Pourquoi j’aime autant Bluey que parfois, moi aussi, je regarde avec les enfants? Mais parce que toutes les aventures, dans de très courts épisodes, marchent au carburant de l’imagination des enfants! Pas de dragons, ni de ninjas, ni de superpouvoirs, mais des fillettes qui jouent à faire l’hélicoptère avec des feuilles de palmier, mais un père qui fait le robot, la machine, l’aspirateur, le tout en mode clown, pour le plus grand bonheur de ses enfants, mais une vie quotidienne qui fourmille des mondes inventés et des plaisirs simples de bambins pleins de ressources.
Tiens, par exemple, là, ce que sont en train de regarder mes garçons: “l’île aux tapis”, un épisode où Bluey et Bingo vivent sur une île (dans leur jardin) où les adultes n’ont pas le droit d’aller, où les fruits sont faits avec des blocs de jouets, où on doit apprendre à papa, échoué là et recueilli à contre-cœur, à survivre dans la nature et à apprivoiser le Robinson qui est en lui.

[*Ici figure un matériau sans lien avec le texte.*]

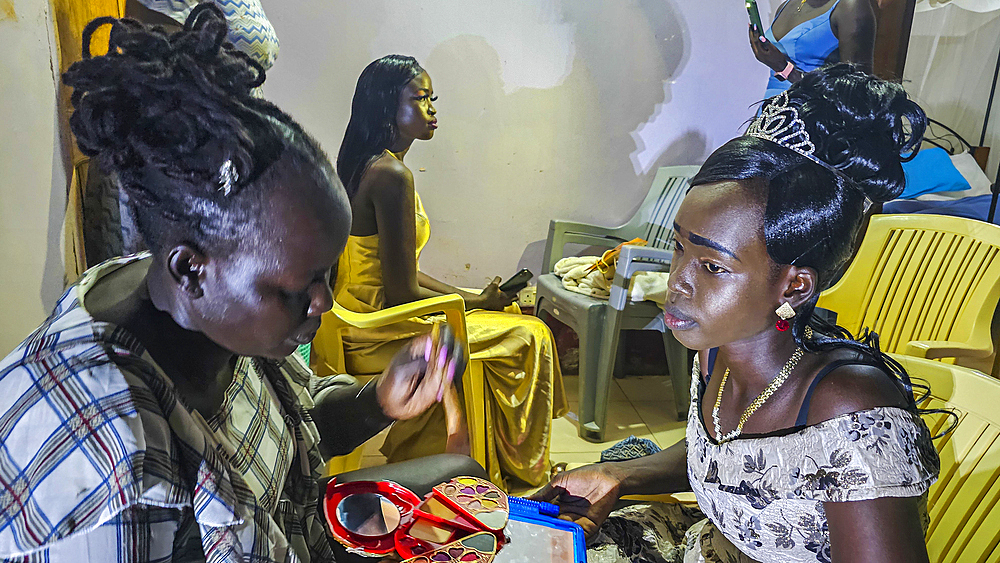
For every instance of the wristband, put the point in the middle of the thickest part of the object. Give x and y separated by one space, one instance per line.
788 71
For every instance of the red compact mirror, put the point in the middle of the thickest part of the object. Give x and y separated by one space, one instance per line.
378 517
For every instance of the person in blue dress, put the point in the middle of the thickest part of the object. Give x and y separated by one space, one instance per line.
807 34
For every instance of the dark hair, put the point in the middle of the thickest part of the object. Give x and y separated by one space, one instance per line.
372 127
861 127
163 114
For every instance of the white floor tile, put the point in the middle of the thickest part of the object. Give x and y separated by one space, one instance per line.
647 388
662 422
623 421
572 384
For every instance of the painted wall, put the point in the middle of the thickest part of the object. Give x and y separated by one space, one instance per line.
32 179
548 108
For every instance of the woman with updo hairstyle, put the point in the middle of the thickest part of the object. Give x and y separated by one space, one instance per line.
161 413
802 443
393 107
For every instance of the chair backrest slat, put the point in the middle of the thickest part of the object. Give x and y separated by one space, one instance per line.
654 220
918 278
964 504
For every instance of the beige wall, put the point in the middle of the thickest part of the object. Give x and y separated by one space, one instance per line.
32 179
548 108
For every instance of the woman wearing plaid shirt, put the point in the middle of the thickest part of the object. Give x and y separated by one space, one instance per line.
159 414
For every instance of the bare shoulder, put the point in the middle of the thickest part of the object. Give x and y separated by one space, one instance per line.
851 388
387 176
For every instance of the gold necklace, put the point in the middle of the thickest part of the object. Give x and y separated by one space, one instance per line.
786 371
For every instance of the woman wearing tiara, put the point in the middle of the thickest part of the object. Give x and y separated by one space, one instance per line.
802 443
814 33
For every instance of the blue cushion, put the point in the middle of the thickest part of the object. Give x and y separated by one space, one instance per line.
932 171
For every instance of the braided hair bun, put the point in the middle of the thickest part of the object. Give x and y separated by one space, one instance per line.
173 118
860 125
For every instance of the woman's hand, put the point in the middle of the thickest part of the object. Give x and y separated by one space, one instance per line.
585 495
766 52
491 298
420 375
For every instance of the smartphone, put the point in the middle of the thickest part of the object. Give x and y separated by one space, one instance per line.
517 282
755 16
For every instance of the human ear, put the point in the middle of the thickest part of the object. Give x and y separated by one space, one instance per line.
800 285
186 265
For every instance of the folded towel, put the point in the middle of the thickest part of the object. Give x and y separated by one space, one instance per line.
649 286
578 274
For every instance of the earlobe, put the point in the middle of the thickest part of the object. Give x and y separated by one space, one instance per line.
187 267
801 285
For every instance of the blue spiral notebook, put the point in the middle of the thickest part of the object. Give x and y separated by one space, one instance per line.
538 536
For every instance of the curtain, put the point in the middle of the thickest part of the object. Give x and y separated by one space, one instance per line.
950 65
71 16
980 6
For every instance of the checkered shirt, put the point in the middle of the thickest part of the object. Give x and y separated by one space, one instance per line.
101 462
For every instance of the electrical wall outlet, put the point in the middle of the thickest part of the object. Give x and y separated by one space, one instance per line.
526 297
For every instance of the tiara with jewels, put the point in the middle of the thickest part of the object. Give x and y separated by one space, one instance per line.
780 123
228 176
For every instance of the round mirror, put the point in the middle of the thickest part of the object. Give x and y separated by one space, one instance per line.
368 514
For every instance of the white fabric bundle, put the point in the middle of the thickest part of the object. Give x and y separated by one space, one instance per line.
573 271
645 286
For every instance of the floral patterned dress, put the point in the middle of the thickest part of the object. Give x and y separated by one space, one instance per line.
763 495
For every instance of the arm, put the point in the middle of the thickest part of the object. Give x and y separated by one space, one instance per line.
854 24
587 495
884 529
347 416
395 204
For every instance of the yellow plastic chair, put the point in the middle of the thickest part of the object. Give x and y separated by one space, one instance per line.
928 284
328 359
964 503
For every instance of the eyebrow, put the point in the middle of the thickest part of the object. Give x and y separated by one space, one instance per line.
702 241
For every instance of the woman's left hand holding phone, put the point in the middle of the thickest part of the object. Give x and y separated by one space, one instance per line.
766 52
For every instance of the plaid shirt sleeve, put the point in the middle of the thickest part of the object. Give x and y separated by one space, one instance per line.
139 534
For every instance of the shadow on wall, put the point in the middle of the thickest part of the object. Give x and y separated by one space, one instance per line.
689 147
583 131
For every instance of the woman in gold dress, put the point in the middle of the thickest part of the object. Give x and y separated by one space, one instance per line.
392 107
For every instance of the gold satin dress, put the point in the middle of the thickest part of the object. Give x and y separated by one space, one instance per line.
517 351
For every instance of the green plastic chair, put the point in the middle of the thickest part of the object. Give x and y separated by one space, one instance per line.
598 323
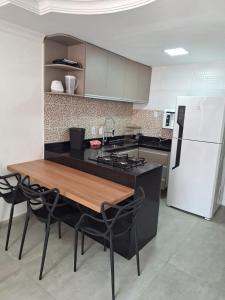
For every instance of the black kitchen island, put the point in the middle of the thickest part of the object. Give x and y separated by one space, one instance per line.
148 176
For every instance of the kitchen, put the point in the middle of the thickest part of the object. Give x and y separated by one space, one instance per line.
171 262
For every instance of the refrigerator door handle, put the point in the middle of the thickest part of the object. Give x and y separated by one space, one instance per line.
180 122
178 153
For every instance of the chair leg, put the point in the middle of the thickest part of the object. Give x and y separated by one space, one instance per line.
59 229
9 227
137 251
44 250
24 235
75 250
112 267
104 244
82 243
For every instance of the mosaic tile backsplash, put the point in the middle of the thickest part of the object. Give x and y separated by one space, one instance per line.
63 112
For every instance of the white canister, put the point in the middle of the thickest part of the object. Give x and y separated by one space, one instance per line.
71 84
57 87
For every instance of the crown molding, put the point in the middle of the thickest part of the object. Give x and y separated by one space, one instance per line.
87 7
23 32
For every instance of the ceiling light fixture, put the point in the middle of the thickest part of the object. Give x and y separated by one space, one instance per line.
176 51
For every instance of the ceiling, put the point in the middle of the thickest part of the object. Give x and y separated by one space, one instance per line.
42 7
142 33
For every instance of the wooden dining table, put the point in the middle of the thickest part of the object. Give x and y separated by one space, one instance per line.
83 188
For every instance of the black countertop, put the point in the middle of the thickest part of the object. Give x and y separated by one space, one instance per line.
88 156
84 160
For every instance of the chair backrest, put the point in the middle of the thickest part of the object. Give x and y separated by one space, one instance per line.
127 211
41 197
9 183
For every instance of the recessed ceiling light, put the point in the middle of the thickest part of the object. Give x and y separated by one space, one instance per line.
176 51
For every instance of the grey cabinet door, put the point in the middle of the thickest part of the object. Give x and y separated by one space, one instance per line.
96 71
116 75
111 76
131 80
144 80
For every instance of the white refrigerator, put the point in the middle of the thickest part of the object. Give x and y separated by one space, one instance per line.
196 171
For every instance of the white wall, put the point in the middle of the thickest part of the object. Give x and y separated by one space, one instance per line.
184 80
21 99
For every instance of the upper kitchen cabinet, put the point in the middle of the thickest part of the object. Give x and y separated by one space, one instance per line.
111 76
96 70
58 47
102 74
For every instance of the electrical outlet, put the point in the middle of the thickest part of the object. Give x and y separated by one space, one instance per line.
100 131
155 114
93 130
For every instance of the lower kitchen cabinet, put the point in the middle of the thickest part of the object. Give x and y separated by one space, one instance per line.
153 155
157 156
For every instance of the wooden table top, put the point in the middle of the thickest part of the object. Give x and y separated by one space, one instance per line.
86 189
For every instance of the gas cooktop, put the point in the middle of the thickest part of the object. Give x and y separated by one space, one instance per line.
122 161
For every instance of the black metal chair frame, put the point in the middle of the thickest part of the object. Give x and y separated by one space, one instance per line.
39 197
127 210
7 188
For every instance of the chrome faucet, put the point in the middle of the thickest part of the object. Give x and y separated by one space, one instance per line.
107 129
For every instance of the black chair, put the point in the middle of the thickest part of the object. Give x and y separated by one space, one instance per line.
11 192
48 207
113 222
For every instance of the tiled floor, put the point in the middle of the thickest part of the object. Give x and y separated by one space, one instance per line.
185 261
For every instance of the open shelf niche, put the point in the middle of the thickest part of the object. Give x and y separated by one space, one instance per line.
63 46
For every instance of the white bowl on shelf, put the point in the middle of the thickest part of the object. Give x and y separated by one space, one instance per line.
57 86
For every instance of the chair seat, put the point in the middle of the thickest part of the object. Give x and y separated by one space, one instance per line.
93 227
61 213
19 197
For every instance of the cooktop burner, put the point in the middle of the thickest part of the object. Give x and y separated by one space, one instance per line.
122 161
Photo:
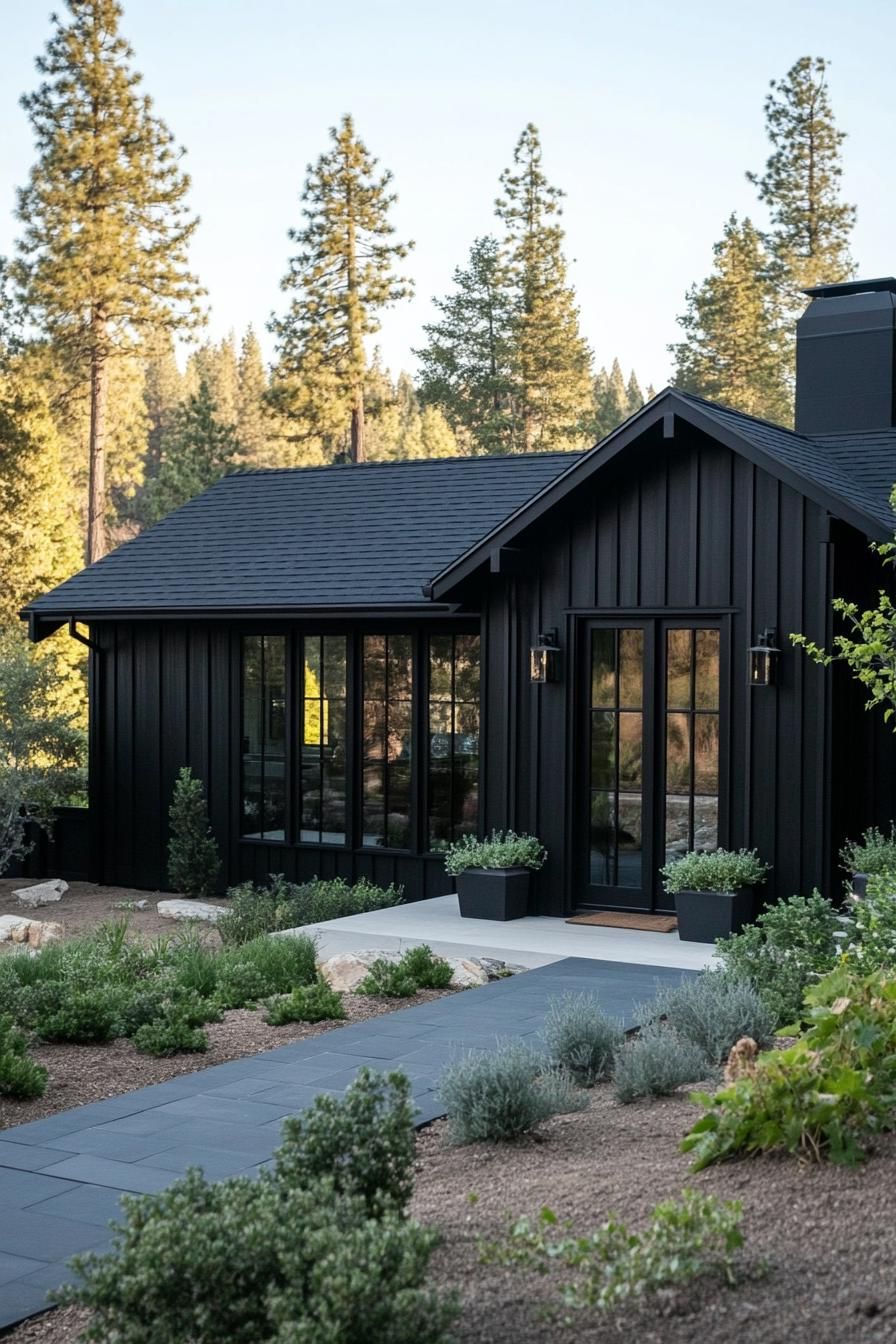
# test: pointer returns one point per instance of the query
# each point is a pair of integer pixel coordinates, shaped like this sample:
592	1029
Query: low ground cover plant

C’est doux, c’est drôle, c’est plein de ce monde renversé où les enfants apprennent aux adultes, où les grands sont maladroits et ont besoin de leurs enfants pour s’en sortir.
C’est vraiment mignon, cette histoire, me dis-je.
Le seul problème de Bluey, c’est que les parents sont les parents parfaits que j’aimerais être. Ceux qui ont le sens de l’humour en toute situation, ceux qui guident sans imposer, ceux qui trouvent la bonne distance pour traiter les problèmes d’enfants à hauteur d’enfant, tout en leur donnant l’importance qu’ils méritent… L’autre problème, c’est que mes enfants ne risquent pas de jouer avec leur imagination, puisqu’ils regardent la télé…
Moi… ben…
Moi, au lieu de jouer avec mes enfants, je les plante devant un écran, parce que je suis épuisée et parce que je veux travailler sur mon écriture, que je n’ai pas l’énergie de faire l’hélicoptère, le xylophone, la naufragée.
Mes enfants regardent des histoires d’imagination, en n’utilisant pas la leur, ils regardent des gosses grandir en restant assis, ils regardent des parents qui ne sont jamais fatigués d’être parents. Il m’arrive, souvent, d’être le loup, la cliente du salon de coiffure, la méchante voleuse, mais ce n’est jamais si beau, si doux, si plein d’empathie qu’à la télé…
Je ne m’en sors pas si mal, non… Allez, je ne suis pas une si mauvaise mère. Mais j’aimerais avoir cette force d’élever des enfants pleins d’imagination… sauf que ce serait à mes propres dépens… alors je dois me choisir un peu, et leur proposer la vie idéale sur écran.
Allez, je n’ai plus beaucoup de temps, il va bientôt falloir éteindre. Il vaut mieux balayer mes doutes sous l’île aux tapis.